Lernen

Der neue Lehrer ist ein Avatar

E-Learning wird oft mit langweiligen, webbasierten Trainings, 
mühsamen E-Tests und einem komplizierten Lernmanagement-
System gleichgesetzt. Dabei bieten die neuen Technologien eine Vielzahl von Möglichkeiten, ohne die betriebliches Lernen – für 
Mitarbeiter und auch Kunden – kaum mehr möglich sein wird. 
Eine Auswahl an Trends, die bewegen. 

Wenn Kunden und Mitarbeitende immer mobiler und vernetzter werden, hat das auch Auswirkungen auf die Aus- und Weiterbildung. Es müssen ein neues Lernverständnis aufgebaut, neue Lernbereiche erschlossen und neue Lerntechnologien eingesetzt werden und es braucht schliesslich, darauf aufbauend, neue Lernformate, die entwickelt und umgesetzt werden.

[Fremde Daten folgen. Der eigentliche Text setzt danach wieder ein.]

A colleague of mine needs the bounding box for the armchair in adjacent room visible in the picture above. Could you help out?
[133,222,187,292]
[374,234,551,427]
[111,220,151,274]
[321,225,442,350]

Im Folgenden sollen diese vier Bereiche anhand exemplarischer Beispiele vorgestellt werden. Es handelt sich dabei um eine subjektive und nicht abschliessende Auswahl. Die Grafik gibt hierzu einen Überblick.

1. Neues Lernverständnis

Vom Kurs zum Erlebnis: Betriebliches Lernen wird noch zu stark durch ein Kursdenken bestimmt. Lernen wird gleichgesetzt mit einem Aneinanderreihen von Modulen, die dann als erfolgreich gelten, wenn ein abgeschlossener Status in der Lernhistorie ausgewiesen werden kann. Vor allem der ganze Bereich Compliance-Training ist durch diese Denkweise geprägt. Echtes Lernen basiert aber auf Lernerlebnissen, die nachhaltig sind und die Verhaltensänderungen herbeiführen. E-Learning bietet hier zahlreiche Möglichkeiten: vom interaktiven virtuellen Klassenzimmer über virtuelle Konferenzen bis hin zu im Team erstellten Lerninhalten, die anderen wieder verfügbar gemacht werden.

Vom formellen zum informellen Lernen: Ob wir nun tatsächlich 10 Prozent formell und 90 Prozent informell lernen, ist wissenschaftlich schwer zu belegen, aber es ist eine Tatsache, dass informelles Lernen sehr relevant ist und trotzdem kaum gefördert wird.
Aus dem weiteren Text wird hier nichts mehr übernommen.